Like children throwing tantrums against the rules of a game going badly, in 2011 petulant Wisconsin Democratic legislators fled to Illinois to disrupt the Legislature. Walker’s reforms included restricting the issues subject to collective bargaining. This emancipated school districts from buying teachers’ health insurance from a provider entity associated with the teachers union. Barrett used Walker’s reform to save Milwaukee $19 million.

In justifying a raucous resistance to, and then this recall of, Walker, the government employees unions stressed his restriction of collective bargaining rights. But in the May primary, these unions backed the candidate trounced by Barrett, who is largely ignoring the collective bargaining issue, perhaps partly because most worker protections are embedded in Wisconsin’s uniquely strong civil service law. Besides, what really motivates the unions and elected Democrats is that Walker ended the automatic deduction of union dues from government employees’ pay.
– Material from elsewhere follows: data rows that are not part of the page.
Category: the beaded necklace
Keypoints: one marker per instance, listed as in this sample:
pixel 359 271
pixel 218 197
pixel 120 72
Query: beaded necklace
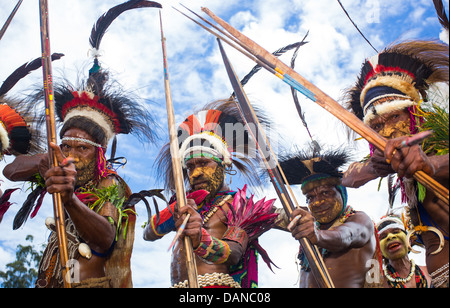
pixel 209 209
pixel 346 213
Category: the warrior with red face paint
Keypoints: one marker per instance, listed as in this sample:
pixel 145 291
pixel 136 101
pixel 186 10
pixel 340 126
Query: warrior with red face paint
pixel 224 236
pixel 345 237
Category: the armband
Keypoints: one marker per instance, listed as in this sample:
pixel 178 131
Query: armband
pixel 212 249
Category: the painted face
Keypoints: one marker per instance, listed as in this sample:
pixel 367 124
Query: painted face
pixel 392 125
pixel 325 203
pixel 393 244
pixel 204 173
pixel 83 153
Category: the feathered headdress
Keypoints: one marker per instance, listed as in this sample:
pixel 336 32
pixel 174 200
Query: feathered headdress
pixel 17 135
pixel 312 169
pixel 398 77
pixel 217 132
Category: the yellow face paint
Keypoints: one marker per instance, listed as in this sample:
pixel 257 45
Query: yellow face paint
pixel 396 130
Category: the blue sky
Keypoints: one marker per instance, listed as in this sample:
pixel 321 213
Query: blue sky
pixel 131 49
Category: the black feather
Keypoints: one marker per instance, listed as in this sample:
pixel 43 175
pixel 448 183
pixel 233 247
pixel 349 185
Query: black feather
pixel 22 71
pixel 106 19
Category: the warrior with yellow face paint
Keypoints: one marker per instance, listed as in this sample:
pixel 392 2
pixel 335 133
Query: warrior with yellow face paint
pixel 345 237
pixel 399 271
pixel 225 250
pixel 397 96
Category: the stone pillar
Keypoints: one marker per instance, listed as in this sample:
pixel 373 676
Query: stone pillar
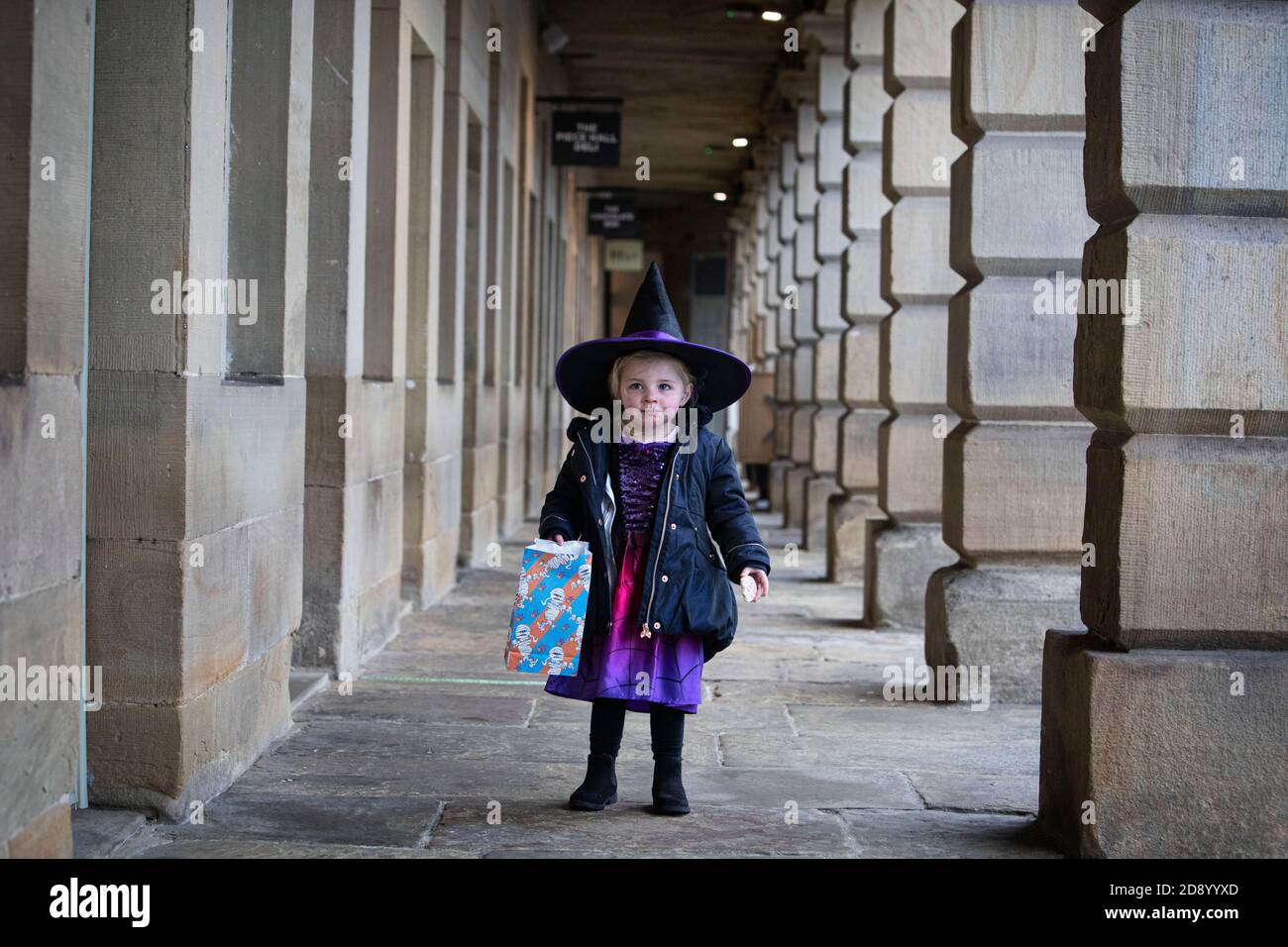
pixel 430 450
pixel 1014 478
pixel 465 219
pixel 917 281
pixel 829 161
pixel 44 153
pixel 356 364
pixel 1163 727
pixel 782 239
pixel 196 394
pixel 802 266
pixel 850 513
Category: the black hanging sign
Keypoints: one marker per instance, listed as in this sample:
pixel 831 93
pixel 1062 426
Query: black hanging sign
pixel 587 138
pixel 610 217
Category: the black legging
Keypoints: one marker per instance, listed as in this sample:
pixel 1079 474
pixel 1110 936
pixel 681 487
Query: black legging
pixel 608 718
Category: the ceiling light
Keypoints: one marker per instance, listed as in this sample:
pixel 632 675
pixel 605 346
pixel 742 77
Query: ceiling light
pixel 554 39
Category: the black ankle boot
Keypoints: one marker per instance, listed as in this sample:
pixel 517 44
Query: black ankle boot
pixel 599 788
pixel 669 796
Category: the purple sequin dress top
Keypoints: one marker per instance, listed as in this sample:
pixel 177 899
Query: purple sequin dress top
pixel 661 671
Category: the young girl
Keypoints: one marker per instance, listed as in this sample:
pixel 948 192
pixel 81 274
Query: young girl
pixel 661 603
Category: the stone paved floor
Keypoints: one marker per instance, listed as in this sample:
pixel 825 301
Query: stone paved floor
pixel 436 736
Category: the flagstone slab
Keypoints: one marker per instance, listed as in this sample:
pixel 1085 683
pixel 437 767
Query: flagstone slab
pixel 928 834
pixel 629 828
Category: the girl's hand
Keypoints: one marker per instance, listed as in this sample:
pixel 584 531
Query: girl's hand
pixel 761 581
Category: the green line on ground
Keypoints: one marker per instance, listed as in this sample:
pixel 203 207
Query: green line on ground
pixel 447 681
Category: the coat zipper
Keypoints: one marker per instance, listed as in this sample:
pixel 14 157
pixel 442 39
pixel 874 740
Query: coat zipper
pixel 605 540
pixel 644 631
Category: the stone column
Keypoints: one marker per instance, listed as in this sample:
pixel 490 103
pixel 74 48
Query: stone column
pixel 196 403
pixel 44 153
pixel 802 266
pixel 465 219
pixel 1163 727
pixel 782 239
pixel 1014 470
pixel 430 455
pixel 863 305
pixel 917 281
pixel 829 244
pixel 356 337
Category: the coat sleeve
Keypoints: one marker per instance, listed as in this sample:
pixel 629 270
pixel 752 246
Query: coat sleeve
pixel 562 510
pixel 729 517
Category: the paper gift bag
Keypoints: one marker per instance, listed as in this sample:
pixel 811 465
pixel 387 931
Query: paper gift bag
pixel 550 608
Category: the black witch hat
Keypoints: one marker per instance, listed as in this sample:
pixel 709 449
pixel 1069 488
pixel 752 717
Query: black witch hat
pixel 581 372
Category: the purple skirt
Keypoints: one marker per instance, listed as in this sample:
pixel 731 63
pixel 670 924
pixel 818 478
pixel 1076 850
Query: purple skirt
pixel 661 671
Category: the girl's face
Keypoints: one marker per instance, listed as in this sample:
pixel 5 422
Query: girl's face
pixel 651 394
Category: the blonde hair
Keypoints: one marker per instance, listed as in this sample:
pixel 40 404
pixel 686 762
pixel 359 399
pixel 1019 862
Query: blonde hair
pixel 649 357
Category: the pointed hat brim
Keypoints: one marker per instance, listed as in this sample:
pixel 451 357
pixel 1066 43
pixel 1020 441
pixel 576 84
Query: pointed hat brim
pixel 581 372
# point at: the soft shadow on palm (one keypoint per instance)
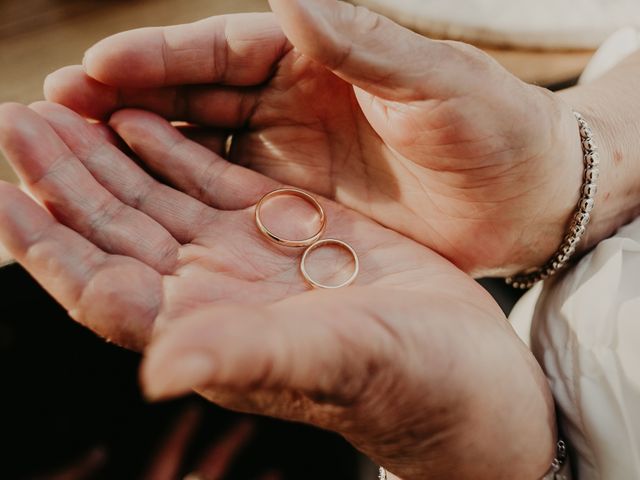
(147, 253)
(402, 135)
(127, 255)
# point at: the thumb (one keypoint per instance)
(309, 343)
(366, 49)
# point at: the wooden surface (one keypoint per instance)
(40, 36)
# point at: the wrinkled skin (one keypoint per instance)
(432, 139)
(415, 364)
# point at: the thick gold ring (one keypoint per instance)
(283, 241)
(329, 241)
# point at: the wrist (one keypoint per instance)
(618, 197)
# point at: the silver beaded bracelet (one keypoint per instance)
(554, 473)
(581, 218)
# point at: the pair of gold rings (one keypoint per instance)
(311, 243)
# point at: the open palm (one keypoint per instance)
(432, 139)
(406, 353)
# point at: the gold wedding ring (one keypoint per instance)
(284, 241)
(321, 243)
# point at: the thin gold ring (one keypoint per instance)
(283, 241)
(329, 241)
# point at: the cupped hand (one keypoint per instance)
(414, 364)
(432, 139)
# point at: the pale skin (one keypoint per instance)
(432, 139)
(449, 150)
(393, 363)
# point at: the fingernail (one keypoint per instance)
(164, 379)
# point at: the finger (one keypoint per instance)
(116, 297)
(225, 107)
(367, 49)
(180, 214)
(187, 165)
(216, 140)
(60, 181)
(231, 49)
(311, 343)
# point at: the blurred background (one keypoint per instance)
(70, 408)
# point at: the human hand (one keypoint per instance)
(432, 139)
(415, 364)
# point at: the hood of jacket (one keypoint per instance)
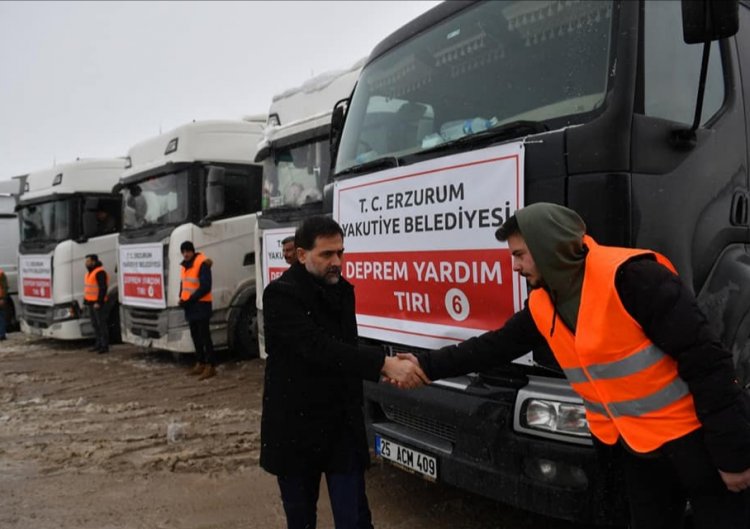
(554, 236)
(188, 264)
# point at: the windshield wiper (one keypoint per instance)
(513, 129)
(379, 163)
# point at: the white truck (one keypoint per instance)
(296, 162)
(65, 213)
(9, 191)
(198, 182)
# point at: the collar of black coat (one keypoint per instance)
(297, 273)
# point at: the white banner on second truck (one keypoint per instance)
(421, 248)
(142, 275)
(36, 279)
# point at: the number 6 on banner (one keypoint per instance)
(457, 304)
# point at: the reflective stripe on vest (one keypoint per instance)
(191, 280)
(630, 388)
(91, 287)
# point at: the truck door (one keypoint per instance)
(690, 201)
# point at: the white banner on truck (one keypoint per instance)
(142, 275)
(36, 279)
(421, 248)
(273, 257)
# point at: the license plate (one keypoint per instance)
(140, 341)
(406, 457)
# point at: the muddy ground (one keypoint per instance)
(126, 440)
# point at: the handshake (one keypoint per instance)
(404, 371)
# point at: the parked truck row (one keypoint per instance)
(634, 114)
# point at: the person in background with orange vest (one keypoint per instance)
(95, 286)
(660, 392)
(3, 304)
(195, 299)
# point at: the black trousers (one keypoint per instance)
(660, 483)
(346, 491)
(98, 319)
(200, 332)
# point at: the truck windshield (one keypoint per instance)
(46, 222)
(491, 65)
(156, 201)
(294, 176)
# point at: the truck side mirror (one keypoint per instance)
(215, 192)
(704, 21)
(707, 20)
(89, 222)
(338, 116)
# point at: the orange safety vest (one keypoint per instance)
(191, 281)
(91, 287)
(630, 387)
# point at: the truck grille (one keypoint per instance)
(420, 423)
(147, 323)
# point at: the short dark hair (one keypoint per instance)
(509, 227)
(314, 227)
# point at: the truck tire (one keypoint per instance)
(246, 331)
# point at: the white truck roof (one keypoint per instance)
(85, 175)
(230, 141)
(309, 106)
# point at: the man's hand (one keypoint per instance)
(403, 372)
(736, 481)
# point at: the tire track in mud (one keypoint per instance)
(65, 408)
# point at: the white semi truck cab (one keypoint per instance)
(198, 183)
(296, 162)
(65, 213)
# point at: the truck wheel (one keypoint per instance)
(246, 331)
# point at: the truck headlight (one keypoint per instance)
(68, 311)
(556, 417)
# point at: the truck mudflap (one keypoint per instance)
(466, 438)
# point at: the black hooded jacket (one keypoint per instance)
(312, 399)
(655, 297)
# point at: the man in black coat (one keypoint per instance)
(312, 421)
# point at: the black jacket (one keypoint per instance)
(670, 317)
(198, 310)
(312, 400)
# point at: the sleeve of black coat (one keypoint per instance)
(669, 314)
(517, 337)
(101, 283)
(292, 330)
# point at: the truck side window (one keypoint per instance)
(672, 68)
(242, 191)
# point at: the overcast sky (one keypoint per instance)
(90, 79)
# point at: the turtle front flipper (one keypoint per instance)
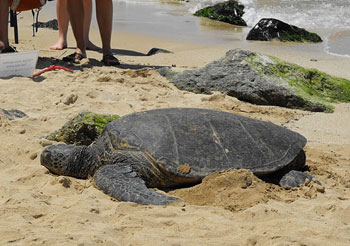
(123, 184)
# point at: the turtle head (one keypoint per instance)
(60, 159)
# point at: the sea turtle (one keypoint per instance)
(176, 147)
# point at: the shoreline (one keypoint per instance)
(39, 208)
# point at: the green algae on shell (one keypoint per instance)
(83, 129)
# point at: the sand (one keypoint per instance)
(228, 208)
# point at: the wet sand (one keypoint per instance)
(39, 208)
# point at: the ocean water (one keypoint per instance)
(164, 18)
(329, 18)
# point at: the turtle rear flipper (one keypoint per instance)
(123, 184)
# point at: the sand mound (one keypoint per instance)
(236, 190)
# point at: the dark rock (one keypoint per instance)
(296, 178)
(83, 129)
(13, 114)
(52, 24)
(154, 51)
(229, 12)
(268, 29)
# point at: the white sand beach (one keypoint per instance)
(39, 208)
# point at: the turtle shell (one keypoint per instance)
(194, 142)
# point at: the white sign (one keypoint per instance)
(18, 64)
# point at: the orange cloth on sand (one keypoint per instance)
(26, 4)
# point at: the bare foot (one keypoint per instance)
(2, 46)
(60, 45)
(91, 46)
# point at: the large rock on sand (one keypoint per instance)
(265, 80)
(269, 29)
(229, 12)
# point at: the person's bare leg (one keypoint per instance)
(63, 22)
(4, 13)
(88, 14)
(104, 15)
(75, 10)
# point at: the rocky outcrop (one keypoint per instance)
(229, 12)
(269, 29)
(265, 80)
(83, 129)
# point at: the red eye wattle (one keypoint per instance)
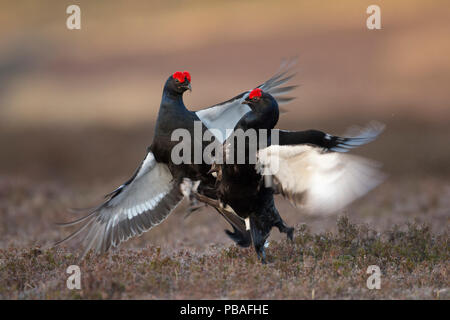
(255, 93)
(187, 75)
(179, 76)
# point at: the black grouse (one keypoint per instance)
(310, 173)
(155, 188)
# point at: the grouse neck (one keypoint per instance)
(172, 99)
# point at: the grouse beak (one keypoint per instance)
(246, 102)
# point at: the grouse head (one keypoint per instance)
(260, 101)
(179, 82)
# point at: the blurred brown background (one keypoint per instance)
(77, 107)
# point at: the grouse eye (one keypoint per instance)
(255, 94)
(179, 77)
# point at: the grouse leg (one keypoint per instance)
(259, 238)
(239, 235)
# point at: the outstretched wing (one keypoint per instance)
(224, 116)
(141, 203)
(319, 183)
(355, 137)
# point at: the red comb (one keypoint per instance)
(255, 93)
(187, 75)
(179, 75)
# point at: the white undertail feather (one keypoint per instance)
(319, 183)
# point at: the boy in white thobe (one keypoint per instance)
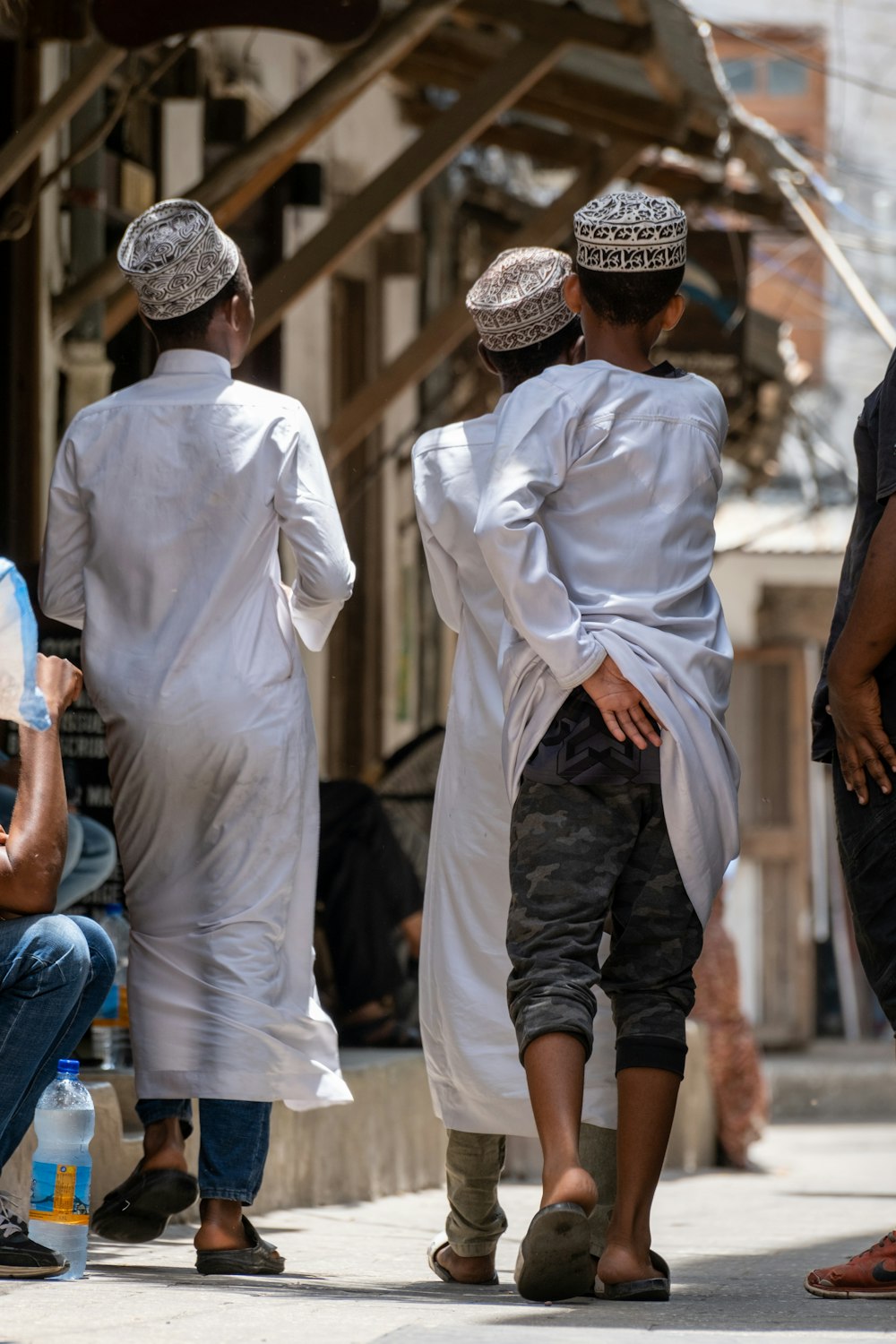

The experience in Colorado, Indiana, Utah and Washington state is that when dues become voluntary, they become elusive.

So, Barrett is essentially running another general-election campaign, not unlike that of 2010 — except that the $3.6 billion deficit Walker inherited has disappeared and property taxes have declined. By re-posing the 2010 choice, Wisconsin progressives’ one-word platform becomes: “Mulligan!”

The emblem displayed at some anti-Walker centers is an outline of Wisconsin rendered as a clenched fist, with a red star on the heel of the hand. Walker’s disproportionately middle-aged adversaries know the red star symbolized murderous totalitarianism, yet they flaunt it as a progressive ornament. Why?

Because it satisfies the sandbox socialists’ childish pleasure in naughtiness, as does their playground name-calling (Walker is a “Midwest Mussolini”) and infantile point-scoring: When the Milwaukee Journal Sentinel endorsed Walker, Wisconsin’s Democratic Party chair fulminated that six decades ago the Sentinel (which merged with the Journal in 1995) supported McCarthy.

Also, many backward-looking baby boomers want to recapture their youthful fun of waving clenched fists in the face of privilege. Now, embarrassingly, they are privileged.

A January poll found that even 17 percent of Democrats think that recalls are justified only by criminal behavior, not policy differences. If, however, Walker loses, regular Wisconsin elections will henceforth confer only evanescent legitimacy. If he wins, progressives will have inadvertently demonstrated that entrenched privilege can be challenged, and they will have squandered huge sums that cannot finance progressive causes elsewhere. So, for a change, progressives will have served progress.